There are many nuances and complexities to this law that go beyond HIPAA or any other existing state “comprehensive” privacy law. We highlight some of the key elements below:
-
Applicability. Unlike other state consumer privacy laws, this law contains no revenue or volume of processing thresholds. The law applies to “regulated entities” collecting “consumer health data” from “consumers.” Each of these key terms is defined broadly. Non-governmental entities, including non-profits, that conduct business in Washington or produce or provide products or services targeted to Washington consumers, and alone or jointly with others, determines the purposes and meanings of collecting, processing, sharing, or selling consumer health data are in scope.
“Consumers” encompass Washington residents as well as any person whose health data is “collected” in Washington (and “collect” does not mean “collect” in the traditional sense of the word). The law does not apply to individuals in an employment context or to employee data. The broad definition of “consumer health data” includes even data derived from non-health information that may indicate a consumer’s attempt to receive health services or supplies. There are exceptions for data that is subject to certain enumerated privacy laws such as HIPAA, GLBA, FCRA, FERPA, and existing Washington state laws related to health care and insurance. For more details on these key definitions and the scope of the law read our post here.
-
Notice. Like other privacy laws, the law requires entities subject to the law to have a privacy policy with certain content requirements. It remains to be seen whether existing website privacy policies can be used, or whether a separate notice will be required.
-
Rights. While the types of rights and procedural requirements will be generally familiar to companies subject to other consumer privacy laws, there are certain aspects that go further than existing US privacy laws. For example, the details that must be provided in an access request, and the lack of typical exceptions to consumers’ right to delete will create burdensome operational challenges. For more details on consumer rights requests, read our post here.
-
Consent. The law requires opt-in consent for any collection, use, disclosure, or other processing of data beyond what is necessary to provide a consumer-requested product or service. There are also requirements for “sharing” (though the definition does not track CCPA’s definition). In addition, there is an onerous authorization requirement for any “sale” of consumer health data. The broad definition of “sale,” coupled with the requirement to have a written and signed authorization for any “sales” may impact how companies engage in targeted advertising activities.

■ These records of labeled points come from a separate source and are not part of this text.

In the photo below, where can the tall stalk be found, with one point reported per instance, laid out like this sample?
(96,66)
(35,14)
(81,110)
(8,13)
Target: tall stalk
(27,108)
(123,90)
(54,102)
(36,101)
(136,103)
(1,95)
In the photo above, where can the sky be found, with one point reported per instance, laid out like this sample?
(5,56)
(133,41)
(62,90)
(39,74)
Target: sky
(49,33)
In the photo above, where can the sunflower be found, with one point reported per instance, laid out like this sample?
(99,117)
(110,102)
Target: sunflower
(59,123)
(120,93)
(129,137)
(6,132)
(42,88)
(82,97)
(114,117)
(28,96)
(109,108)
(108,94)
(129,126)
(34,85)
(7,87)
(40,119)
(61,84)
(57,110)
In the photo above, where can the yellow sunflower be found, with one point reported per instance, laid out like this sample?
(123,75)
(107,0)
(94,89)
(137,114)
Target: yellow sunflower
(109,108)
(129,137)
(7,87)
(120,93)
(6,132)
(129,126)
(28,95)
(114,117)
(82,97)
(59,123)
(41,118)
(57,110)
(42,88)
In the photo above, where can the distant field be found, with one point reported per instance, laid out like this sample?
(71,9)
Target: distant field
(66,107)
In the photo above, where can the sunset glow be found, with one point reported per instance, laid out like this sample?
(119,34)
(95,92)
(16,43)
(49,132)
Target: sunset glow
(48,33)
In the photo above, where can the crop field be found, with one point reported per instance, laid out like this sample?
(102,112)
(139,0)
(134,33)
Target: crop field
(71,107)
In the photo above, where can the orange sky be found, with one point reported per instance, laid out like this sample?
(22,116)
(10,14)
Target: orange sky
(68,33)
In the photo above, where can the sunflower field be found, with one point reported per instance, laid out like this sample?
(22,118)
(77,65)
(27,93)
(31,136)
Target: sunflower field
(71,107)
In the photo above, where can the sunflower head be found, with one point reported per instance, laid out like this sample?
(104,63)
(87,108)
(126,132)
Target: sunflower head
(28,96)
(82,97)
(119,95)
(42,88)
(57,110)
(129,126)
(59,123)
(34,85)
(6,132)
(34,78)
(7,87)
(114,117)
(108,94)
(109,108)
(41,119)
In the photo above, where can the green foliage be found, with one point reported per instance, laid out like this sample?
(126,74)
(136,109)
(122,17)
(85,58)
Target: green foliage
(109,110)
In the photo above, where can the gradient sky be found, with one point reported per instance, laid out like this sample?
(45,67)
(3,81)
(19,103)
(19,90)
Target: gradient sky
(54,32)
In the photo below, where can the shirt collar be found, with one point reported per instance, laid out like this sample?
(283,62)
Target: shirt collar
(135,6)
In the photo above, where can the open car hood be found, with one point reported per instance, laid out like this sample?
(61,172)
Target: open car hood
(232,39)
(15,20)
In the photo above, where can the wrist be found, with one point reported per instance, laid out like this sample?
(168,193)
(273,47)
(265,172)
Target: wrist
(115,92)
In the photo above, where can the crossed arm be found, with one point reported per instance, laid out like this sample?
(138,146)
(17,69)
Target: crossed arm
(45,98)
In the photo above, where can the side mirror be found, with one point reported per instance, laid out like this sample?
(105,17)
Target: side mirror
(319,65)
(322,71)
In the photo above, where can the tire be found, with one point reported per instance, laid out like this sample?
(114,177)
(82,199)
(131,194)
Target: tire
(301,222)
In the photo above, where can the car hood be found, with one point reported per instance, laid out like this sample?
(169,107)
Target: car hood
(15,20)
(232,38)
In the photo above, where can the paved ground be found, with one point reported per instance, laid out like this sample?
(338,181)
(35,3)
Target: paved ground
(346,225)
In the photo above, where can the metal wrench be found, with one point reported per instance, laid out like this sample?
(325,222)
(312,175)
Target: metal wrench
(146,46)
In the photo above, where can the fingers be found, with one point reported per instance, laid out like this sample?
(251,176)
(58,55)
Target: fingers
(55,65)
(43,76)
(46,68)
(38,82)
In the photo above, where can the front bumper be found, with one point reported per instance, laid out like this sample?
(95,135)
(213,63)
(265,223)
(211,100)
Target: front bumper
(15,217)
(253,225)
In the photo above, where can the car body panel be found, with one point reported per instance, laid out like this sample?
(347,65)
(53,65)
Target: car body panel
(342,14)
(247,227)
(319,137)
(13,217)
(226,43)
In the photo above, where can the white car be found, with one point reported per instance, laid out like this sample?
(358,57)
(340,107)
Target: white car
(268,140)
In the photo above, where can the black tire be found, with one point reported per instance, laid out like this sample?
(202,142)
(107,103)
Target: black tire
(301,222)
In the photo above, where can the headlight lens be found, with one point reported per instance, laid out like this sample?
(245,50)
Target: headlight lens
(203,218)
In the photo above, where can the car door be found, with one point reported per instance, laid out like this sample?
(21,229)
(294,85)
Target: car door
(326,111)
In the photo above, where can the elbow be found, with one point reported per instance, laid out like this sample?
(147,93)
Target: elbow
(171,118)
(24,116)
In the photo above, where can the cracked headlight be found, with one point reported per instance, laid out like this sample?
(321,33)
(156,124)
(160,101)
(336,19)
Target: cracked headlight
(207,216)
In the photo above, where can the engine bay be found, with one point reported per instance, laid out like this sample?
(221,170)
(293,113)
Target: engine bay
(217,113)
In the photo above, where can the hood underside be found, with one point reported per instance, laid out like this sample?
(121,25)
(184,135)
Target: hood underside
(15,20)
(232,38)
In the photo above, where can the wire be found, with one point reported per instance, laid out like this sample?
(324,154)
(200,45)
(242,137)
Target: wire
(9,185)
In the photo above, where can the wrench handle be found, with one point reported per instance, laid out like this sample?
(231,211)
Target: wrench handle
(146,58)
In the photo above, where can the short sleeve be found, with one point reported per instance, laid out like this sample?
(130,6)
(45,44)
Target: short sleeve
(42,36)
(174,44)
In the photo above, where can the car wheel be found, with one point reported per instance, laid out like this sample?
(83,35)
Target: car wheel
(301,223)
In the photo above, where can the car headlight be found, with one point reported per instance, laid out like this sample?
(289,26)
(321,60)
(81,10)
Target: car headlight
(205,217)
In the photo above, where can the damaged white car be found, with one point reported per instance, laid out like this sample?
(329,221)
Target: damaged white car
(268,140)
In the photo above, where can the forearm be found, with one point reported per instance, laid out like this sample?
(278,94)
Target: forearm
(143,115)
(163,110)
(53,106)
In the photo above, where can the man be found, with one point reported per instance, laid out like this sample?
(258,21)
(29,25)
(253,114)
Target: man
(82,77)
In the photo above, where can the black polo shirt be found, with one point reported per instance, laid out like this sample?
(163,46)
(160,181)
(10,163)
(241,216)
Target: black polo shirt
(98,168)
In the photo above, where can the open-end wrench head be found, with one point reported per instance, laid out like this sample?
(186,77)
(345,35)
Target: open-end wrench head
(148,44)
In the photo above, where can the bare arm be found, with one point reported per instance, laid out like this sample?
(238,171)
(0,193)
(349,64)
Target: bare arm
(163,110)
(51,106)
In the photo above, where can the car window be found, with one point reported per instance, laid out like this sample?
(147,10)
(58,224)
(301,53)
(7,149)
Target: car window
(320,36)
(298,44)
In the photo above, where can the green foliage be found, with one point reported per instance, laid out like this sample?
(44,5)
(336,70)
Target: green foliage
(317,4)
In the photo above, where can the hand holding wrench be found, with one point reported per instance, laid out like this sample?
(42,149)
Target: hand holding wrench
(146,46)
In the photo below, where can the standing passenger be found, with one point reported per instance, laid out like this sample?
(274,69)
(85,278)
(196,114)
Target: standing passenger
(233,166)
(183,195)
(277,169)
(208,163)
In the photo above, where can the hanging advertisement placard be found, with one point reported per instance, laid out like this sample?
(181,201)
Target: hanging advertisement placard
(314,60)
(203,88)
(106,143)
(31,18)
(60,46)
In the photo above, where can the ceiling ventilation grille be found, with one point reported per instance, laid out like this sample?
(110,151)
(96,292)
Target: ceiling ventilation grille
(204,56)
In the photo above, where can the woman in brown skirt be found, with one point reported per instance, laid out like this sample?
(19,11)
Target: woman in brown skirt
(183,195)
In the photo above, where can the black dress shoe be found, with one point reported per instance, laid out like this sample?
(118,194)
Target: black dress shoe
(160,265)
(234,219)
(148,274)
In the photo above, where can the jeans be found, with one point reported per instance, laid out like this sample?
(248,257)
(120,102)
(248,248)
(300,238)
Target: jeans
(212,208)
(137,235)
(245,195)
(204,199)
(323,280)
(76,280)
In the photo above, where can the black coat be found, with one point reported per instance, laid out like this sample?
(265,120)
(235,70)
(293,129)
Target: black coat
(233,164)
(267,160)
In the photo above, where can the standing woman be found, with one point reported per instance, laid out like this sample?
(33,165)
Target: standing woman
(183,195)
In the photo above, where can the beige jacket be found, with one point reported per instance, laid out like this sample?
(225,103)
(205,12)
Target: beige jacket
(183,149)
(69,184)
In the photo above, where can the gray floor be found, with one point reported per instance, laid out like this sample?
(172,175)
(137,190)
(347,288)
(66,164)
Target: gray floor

For more details on the consent requirements, read our post here.
-
Geo-fencing ban. Geo-fencing is to create a virtual perimeter for a specific geographic area. The law prohibits companies from using a geofence to identify consumers, collect consumer health data, or send ads or notifications based a consumer’s proximity to in-person health care services facilities.
The law may be enforced through a private right of action, in addition to enforcement by the Washington Attorney General. This law fits a growing trend towards increased scrutiny and protections for health data not covered by HIPAA. (See here for a discussion on the FTC’s focus).